Como Elisa no acierta nunca a sobrepasar su condición de ser secundario, incapaz de tener acceso directo a ninguno de los ídolos que la sociedad exalta y venera (accesos que se desea únicamente para profanarlos) hace de su marido el intermediario. Al través del trato que le dispensa logra escandalizar, irritar, exhibir su poder ante los otros. La víctima en que lo convierte es una prueba irrefutable de que Elisa no ha aceptado la sumisión sino ha dictado las condiciones de la convivencia. Condiciones de vencedor inexorable que, de cuando en cuando, se da —además— el lujo del cinismo.
Así, cuando Elisa escucha los comentarios sobre una mujer semejante a ella por la aspereza y por la conducta, no puede menos que expresar su admiración: yo la conocía, dice como para sí misma. Pero no la creí nunca tan… tan inteligente.
Mas a pesar de estos alardes de fuerza Elisa no pierde sus hábitos ancestrales de feminidad. Suele quejarse de estar sujeta a servidumbres humillantes y reserva, para las grandes ocasiones, unas manos deliberadamente rojas por la lejía; se lamenta de la escasez de su guardarropa; reprocha a su marido las faltas de atención con que la abruma. Finge invalideces y dolencias, se sirve, en fin, de cuanto recurso tiene a su alcance para socavar el prestigio que Johandeau, su rival, haya conseguido en las opiniones ajenas.
¿Qué hace mientras tanto, el objeto de esta campaña implacable y sistemática? Como cristiano se resigna, presenta la otra mejilla, sueña en la muerte como el único desenlace posible entre los dos.
Pero como escritor se coloca en un punto distante desde el cual observa con una mirada a la que no enturbia ninguna pasión y luego transcribe sus observaciones con trazos firmes y delicados de quien es dueño de su oficio. Es así como va delineando una figura compleja, atormentada, apasionante, sorprendentemente viva, que no cesa de solicitar nuestro repudio pero también nuestra compasión.

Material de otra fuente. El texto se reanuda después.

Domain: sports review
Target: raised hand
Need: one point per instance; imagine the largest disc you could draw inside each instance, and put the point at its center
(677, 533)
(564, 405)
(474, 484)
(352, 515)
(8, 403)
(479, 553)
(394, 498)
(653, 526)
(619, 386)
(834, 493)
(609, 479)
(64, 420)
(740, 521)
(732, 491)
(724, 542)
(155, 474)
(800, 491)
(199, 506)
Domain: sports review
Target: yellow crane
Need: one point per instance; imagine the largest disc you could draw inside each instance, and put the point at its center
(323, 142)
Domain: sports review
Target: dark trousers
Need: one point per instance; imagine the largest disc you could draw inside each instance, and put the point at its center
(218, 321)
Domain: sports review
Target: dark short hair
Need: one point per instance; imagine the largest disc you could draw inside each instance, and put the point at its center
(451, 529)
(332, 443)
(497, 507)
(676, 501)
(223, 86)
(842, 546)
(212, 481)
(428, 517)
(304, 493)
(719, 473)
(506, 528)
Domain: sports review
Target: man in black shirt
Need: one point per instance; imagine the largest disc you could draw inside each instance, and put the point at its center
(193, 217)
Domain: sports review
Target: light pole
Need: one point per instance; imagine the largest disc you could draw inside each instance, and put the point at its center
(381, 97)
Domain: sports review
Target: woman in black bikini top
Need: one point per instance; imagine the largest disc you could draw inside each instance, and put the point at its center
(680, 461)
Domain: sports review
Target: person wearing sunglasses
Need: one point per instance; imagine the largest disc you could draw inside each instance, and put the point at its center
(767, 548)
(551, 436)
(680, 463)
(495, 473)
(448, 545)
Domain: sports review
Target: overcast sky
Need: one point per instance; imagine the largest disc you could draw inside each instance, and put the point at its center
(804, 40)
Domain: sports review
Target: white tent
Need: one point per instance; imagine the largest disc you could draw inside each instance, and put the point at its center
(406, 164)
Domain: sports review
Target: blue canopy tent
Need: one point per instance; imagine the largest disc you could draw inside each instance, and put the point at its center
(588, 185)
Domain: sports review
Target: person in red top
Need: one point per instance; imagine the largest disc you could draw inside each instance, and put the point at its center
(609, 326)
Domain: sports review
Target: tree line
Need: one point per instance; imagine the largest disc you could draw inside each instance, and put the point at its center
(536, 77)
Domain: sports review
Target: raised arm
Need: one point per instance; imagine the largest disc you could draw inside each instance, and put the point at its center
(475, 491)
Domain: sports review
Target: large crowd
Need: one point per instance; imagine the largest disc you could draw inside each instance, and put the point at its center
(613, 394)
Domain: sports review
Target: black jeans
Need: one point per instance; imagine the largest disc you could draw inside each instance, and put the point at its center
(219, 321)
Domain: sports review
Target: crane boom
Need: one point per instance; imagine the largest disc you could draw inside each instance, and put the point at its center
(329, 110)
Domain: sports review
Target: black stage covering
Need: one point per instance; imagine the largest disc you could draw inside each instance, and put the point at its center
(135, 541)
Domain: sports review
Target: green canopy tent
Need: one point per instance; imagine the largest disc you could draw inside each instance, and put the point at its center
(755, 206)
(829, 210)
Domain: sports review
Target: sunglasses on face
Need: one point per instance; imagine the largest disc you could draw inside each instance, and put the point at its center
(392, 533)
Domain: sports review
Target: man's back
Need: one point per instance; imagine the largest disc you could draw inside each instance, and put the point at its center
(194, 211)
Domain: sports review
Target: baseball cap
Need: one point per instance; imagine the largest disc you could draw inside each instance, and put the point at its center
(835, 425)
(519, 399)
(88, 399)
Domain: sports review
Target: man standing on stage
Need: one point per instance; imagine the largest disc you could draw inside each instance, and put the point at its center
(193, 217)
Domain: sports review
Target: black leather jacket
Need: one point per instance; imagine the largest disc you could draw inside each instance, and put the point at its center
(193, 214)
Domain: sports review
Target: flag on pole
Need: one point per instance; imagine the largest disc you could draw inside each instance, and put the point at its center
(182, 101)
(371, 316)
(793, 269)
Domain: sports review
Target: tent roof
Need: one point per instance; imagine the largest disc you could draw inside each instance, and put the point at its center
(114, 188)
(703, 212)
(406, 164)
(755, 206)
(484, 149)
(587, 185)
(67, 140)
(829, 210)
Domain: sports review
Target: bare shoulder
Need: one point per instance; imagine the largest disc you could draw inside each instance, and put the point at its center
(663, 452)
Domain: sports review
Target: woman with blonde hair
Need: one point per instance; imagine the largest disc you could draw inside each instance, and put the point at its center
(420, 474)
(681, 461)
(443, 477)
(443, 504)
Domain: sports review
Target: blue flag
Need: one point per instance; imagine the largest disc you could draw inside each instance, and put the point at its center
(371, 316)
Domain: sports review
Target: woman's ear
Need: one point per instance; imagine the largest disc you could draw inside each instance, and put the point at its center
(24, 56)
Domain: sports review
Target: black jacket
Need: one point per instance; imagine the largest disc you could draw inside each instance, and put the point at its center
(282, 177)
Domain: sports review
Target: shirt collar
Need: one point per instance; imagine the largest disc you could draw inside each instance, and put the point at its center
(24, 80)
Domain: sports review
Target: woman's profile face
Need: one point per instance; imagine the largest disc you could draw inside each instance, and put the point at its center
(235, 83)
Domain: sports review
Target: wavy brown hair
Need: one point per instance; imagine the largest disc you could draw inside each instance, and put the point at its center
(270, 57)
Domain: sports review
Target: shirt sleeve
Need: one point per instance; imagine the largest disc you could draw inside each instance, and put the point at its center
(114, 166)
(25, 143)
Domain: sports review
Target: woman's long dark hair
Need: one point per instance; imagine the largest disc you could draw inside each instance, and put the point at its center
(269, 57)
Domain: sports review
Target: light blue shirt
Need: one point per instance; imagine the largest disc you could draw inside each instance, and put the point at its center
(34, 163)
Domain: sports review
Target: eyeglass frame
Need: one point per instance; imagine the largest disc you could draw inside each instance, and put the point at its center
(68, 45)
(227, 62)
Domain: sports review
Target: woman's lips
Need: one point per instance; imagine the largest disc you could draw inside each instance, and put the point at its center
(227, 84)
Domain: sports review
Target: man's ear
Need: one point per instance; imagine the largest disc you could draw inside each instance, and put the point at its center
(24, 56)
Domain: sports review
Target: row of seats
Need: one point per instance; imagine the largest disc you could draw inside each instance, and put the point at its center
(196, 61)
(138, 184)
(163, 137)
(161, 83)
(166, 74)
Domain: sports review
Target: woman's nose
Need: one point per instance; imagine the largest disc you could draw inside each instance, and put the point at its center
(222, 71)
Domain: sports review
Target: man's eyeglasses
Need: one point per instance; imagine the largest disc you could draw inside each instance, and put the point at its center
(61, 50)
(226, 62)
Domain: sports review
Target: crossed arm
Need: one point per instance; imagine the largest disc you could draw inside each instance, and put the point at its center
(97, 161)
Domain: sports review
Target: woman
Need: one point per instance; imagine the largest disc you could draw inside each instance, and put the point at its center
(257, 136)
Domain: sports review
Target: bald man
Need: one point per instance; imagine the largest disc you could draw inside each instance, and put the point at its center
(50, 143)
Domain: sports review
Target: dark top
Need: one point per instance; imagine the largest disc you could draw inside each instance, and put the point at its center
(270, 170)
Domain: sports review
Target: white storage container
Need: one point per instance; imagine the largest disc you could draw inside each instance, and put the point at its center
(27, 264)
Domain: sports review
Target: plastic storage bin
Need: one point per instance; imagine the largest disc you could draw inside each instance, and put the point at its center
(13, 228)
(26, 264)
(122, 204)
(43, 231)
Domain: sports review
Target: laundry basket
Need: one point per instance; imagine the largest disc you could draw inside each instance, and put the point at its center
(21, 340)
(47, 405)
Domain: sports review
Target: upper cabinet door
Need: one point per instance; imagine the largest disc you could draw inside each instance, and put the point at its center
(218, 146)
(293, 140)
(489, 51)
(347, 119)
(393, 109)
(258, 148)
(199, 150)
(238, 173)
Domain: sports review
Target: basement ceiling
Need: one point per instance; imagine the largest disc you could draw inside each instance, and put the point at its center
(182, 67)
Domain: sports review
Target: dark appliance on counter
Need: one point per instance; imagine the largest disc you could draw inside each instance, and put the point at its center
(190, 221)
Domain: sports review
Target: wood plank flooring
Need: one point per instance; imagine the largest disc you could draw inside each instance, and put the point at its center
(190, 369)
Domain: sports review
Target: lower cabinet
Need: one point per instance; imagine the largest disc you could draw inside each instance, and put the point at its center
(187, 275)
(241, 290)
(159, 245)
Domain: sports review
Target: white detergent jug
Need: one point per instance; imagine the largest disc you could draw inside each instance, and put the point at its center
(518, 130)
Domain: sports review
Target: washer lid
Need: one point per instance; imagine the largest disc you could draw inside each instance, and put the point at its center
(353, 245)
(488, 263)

Determinado por ella aparece él bordeando siempre el ridículo y ensayando saltos mortales hacia lo sublime. Lo desarma la comprensión, lo maniata el sentido del deber, lo debilita la costumbre de perdonar.
Describe también una situación cuya frecuencia permite que sea considerada como típica, aunque en nuestro medio abunde más la variante en la que el papel sádico lo desempeña el varón. ¿Pero quién puede ya distinguir los hilos de este inextricable nudo de sufrimiento? Lo único que importa, afirma la tradición, es que el nudo sea sólido… mientras no se invente una nueva forma de unir los sexos.
Excélsior, 7 de agosto de 1965, pp. 6A, 8A.